4章-1.戦うための武器は多いに越したことはない 2022.12.8
「おはよう。お嬢ちゃん。随分元気そうだね」
「うぬ! 佐藤も元気じゃな!」
「ははは。そうだね。中野君も随分顔色が良くなったように見えるね。若返ったんじゃないか?」
「おかげさまで」
朝のジョギングを終えてアパートへ戻ってくると、アパート前の掃除をする大家の佐藤と会った。いつからだったか、ジョギングに少女もついてくるようになり、一緒にジョギングするのが日課となってしまっていた。少女のせいというか、おかげというか、健康的な食事に規則正しい生活が身に付いた事で、俺自身の生活の質が格段に上がっていた。毎食自炊もするようになり、佐藤からお裾分けを貰わずとも、食卓は華やかになった。自分のためだけを考えていたら絶対にやらなかっただろう事が、少女がいるためにやるようになるなど、本当に自分の変化に笑ってしまう。
少女は最近は店の方へは戻っていないようだ。体中の傷はすっかり良くなり、元気そうにしている。時折ニコニコと笑い年相応の姿も見せるようになり、精神的にも良い方向に向かっているように見える。このまま悪質な店には戻らずにいて欲しい反面、問題の先延ばしをしている気もして不安になる。
こうして俺は、だいぶ形は変わったものの平和な日常を取り戻したわけではあるが、当然問題が無くなったわけではない。それは少女自身が一番理解しているようで、たまに深く考えている様子も見かける。少女自身が答えを出さなければならない問題であるため、俺はその様子を見守る事しかできない。少女が今後どうしたいのかという事が大事だと考えている。外部の人間が、お前の店主は間違っている、悪質で悪い人間だ等と言っても効果はないだろう。俺はゆっくりと待つことにしたのだった。
ジョギングが終わると、アパート前の少し開けた場所で少女と軽い手合わせをするのが毎日のルーティンである。
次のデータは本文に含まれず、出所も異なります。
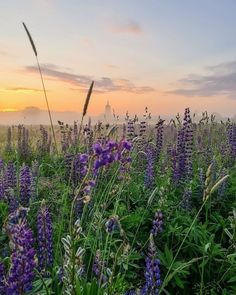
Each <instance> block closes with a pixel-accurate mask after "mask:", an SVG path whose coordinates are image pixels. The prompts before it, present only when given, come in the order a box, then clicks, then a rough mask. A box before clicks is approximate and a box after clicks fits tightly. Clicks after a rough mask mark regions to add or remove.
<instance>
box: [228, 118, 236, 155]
mask: <svg viewBox="0 0 236 295" xmlns="http://www.w3.org/2000/svg"><path fill="white" fill-rule="evenodd" d="M227 135H228V142H229V145H230V154H231V156H232V157H235V156H236V124H235V123H233V124H230V125H229V126H228V130H227Z"/></svg>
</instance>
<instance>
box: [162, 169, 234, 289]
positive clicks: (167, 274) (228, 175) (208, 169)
mask: <svg viewBox="0 0 236 295" xmlns="http://www.w3.org/2000/svg"><path fill="white" fill-rule="evenodd" d="M211 169H212V165H210V166H209V168H208V172H207V173H209V175H210V174H211V173H212V171H211ZM228 177H229V175H226V176H224V177H222V178H221V179H220V180H219V181H217V182H216V183H215V184H214V185H213V184H212V183H209V186H208V187H206V188H205V191H204V201H203V203H202V205H201V207H200V209H199V210H198V212H197V214H196V215H195V217H194V219H193V221H192V223H191V225H190V227H189V229H188V231H187V232H186V234H185V236H184V238H183V240H182V242H181V244H180V246H179V248H178V250H177V252H176V254H175V256H174V258H173V259H172V261H171V264H170V267H169V269H168V271H167V274H166V276H165V278H164V280H163V284H162V286H161V288H160V291H159V294H161V293H162V291H163V290H164V287H165V286H166V285H167V283H168V282H169V281H170V278H169V274H170V272H171V270H172V267H173V265H174V263H175V260H176V258H177V256H178V255H179V252H180V250H181V249H182V247H183V244H184V242H185V241H186V239H187V237H188V235H189V233H190V232H191V230H192V228H193V226H194V224H195V222H196V220H197V218H198V216H199V215H200V213H201V212H202V210H203V208H204V207H205V206H206V204H207V202H208V200H209V198H210V196H211V195H212V194H213V193H214V191H216V190H217V188H218V187H219V186H220V185H221V184H222V183H223V182H224V181H225V180H226V179H227V178H228ZM201 291H202V281H201Z"/></svg>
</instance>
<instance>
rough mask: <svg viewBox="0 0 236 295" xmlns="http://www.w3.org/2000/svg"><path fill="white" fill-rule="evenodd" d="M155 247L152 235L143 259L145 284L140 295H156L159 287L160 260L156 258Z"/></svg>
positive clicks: (160, 282) (159, 285) (159, 283)
mask: <svg viewBox="0 0 236 295" xmlns="http://www.w3.org/2000/svg"><path fill="white" fill-rule="evenodd" d="M156 256H157V253H156V247H155V244H154V241H153V237H152V235H151V236H150V244H149V249H148V255H147V257H146V259H145V262H146V269H145V273H144V276H145V280H146V282H145V284H144V286H143V288H142V289H141V295H148V294H158V290H159V287H160V285H161V272H160V260H159V259H157V258H156Z"/></svg>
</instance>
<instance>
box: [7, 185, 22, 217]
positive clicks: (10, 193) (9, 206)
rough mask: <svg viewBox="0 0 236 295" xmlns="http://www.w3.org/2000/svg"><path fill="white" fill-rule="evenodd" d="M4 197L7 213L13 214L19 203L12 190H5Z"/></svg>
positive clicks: (9, 189) (7, 189)
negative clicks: (18, 202)
mask: <svg viewBox="0 0 236 295" xmlns="http://www.w3.org/2000/svg"><path fill="white" fill-rule="evenodd" d="M5 196H6V200H7V204H8V209H9V212H10V213H13V212H15V211H16V209H17V208H18V206H19V203H18V199H17V197H16V195H15V192H14V190H13V189H12V188H8V189H6V191H5Z"/></svg>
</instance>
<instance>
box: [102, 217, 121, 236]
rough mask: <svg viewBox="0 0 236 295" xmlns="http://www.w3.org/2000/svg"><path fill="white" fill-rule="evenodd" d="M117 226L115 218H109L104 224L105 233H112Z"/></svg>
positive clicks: (115, 217)
mask: <svg viewBox="0 0 236 295" xmlns="http://www.w3.org/2000/svg"><path fill="white" fill-rule="evenodd" d="M118 226H119V221H118V218H117V216H111V217H109V218H108V220H107V221H106V223H105V227H106V231H107V232H108V233H112V232H113V231H114V230H116V229H117V228H118Z"/></svg>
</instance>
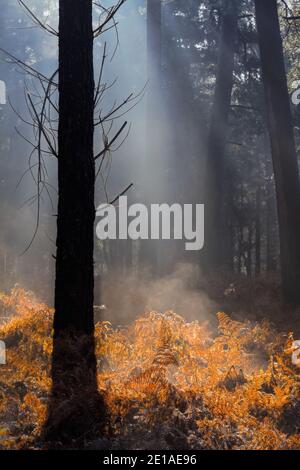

本気で向かってくる少女を軽くいなしていく。最初に比べれば随分と良い動きになったと思う。フェイントをかけてきたり、死角に回り込もうとするなど少女は頭を使うようになった。また、体幹も鍛えられてきたようで自由に体を動かせるようになっていた。運動自体は嫌いではないため、俺自身も多少楽しみながらやっている。少女の成長を見るというのも悪くない。格闘についてはかじった程度ではあるが心得はある。少女ができそうなものを選び、教えた。
いつか少女がここを去って、店主の元へ戻る事になったとしても、しっかりと戦えるようにと思うのだ。自衛できるだけの力が備われば、酷い仕打ちも減るかもしれない。そう考えて、俺は少しずつ少女に教えることにしたのだった。